The two of them took the McCollum kids to McDonald’s for Happy Meals, and then he drove them all to the playground on the grounds of the long-deserted Falls County Mental Hospital, which had started life in the 1880s as the Cold Creek Lunatic Asylum. A wealthy businessman who’d been born in Cold Creek had left money in his will for an amazing array of swings, slides and jungle gyms for the disadvantaged children in the area. No way were they going anywhere near the woods today. They all needed open spaces.
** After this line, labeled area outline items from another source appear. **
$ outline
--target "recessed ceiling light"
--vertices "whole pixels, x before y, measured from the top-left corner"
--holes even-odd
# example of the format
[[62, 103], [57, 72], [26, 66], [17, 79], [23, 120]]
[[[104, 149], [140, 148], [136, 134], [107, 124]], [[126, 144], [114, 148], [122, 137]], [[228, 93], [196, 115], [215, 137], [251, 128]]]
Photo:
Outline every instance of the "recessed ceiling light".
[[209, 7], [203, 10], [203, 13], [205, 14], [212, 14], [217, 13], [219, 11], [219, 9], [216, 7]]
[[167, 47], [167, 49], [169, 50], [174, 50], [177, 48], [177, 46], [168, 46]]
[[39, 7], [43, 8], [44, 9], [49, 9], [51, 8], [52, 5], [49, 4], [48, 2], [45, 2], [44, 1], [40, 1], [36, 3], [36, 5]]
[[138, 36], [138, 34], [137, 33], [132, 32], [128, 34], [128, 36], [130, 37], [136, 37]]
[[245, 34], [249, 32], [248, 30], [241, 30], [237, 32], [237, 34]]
“The derelict buildings here give Gabe fits,” he told Kate as they pulled into the playground area. “They have Do Not Enter signs, but some people think the old places are haunted and go ghost hunting. Vandals hang out here. Graffiti’s everywhere. We need another benefactor to restore some of the old buildings for youth retreats or artists’ studios, something. An artists’ retreat was Paul’s idea. And, I hate to bring this up, but Bright Star’s put up a lot of money to buy some of the acreage to expand and further segregate his Hear Ye flock, move them all here.”
“An old mental institution sounds like a great place for him and anyone who trusts him, including my cousin Lee and his wife. I’ll have to find another way to spy on that cult or pry Grace loose to talk to her.”